I have a list of strings: my_list = ['policeman', 'police officers', 'police force',..]
.The length of list is around 2000. I want to group those words based on cosine similarity. If the cosine similairty is above 0.7, i want to group them together. A word that are already in the group should not appear in another group. Here is my code.
def subject_similarity_grouped(subj_list, threshold):
embeddings = {word: nlp(word).vector for word in subj_list}
# cosine similarity and grouping
# create a list to hold the groups
groups = []
# iterate over each word in the list
for word in subj_list:
# check if the word is already in a group
in_a_group = False
for group in groups:
if word in group:
in_a_group = True
break
# if the word is not in a group, create a new group for it
if not in_a_group:
# create a new group with the current word
new_group = [word]
# retrieve the embedding for the current word
embedding1 = embeddings[word]
# iterate over the remaining words and add them to the current group if they are similar enough
for other_word in subj_list:
# skip the current word
if other_word == word:
continue
# check if the other word is already in a group
in_a_group = False
for group in groups:
if other_word in group:
in_a_group = True
break
# if the other word is not in a group, retrieve its embedding and compute its similarity to the current word
if not in_a_group:
embedding2 = embeddings[other_word]
similarity = cosine_similarity(embedding1.reshape(1, -1), embedding2.reshape(1, -1))[0][0]
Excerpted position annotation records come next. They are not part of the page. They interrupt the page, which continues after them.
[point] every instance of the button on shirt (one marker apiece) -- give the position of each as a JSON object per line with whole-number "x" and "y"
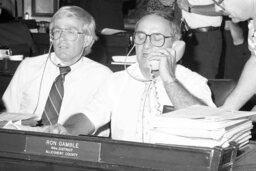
{"x": 29, "y": 89}
{"x": 196, "y": 20}
{"x": 131, "y": 104}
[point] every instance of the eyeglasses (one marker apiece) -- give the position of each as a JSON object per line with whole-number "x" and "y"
{"x": 218, "y": 3}
{"x": 156, "y": 39}
{"x": 71, "y": 35}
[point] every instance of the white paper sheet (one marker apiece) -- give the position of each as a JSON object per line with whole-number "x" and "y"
{"x": 5, "y": 116}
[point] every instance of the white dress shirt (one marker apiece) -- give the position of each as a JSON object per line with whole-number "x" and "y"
{"x": 132, "y": 104}
{"x": 30, "y": 86}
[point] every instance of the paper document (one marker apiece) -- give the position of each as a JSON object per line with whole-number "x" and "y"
{"x": 5, "y": 116}
{"x": 210, "y": 113}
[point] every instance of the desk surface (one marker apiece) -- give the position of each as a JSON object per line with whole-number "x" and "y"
{"x": 28, "y": 150}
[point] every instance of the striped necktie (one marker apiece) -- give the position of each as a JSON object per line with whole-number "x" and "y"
{"x": 53, "y": 104}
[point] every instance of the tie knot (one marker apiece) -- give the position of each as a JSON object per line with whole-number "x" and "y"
{"x": 64, "y": 70}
# if the similarity is above the threshold, add the word to the current group
if similarity > threshold:
new_group.append(other_word)
# add the new group to the list of groups
groups.append(new_group)
# remove if the grouped subject list only has one entity
groups = [lst for lst in groups if len(lst) > 1]
return groups
this is my function and somehow policeman and police officers are not grouped together.
the output should be [['policeman', 'police officers', 'police force'], ['apple', 'banana','pineapple']]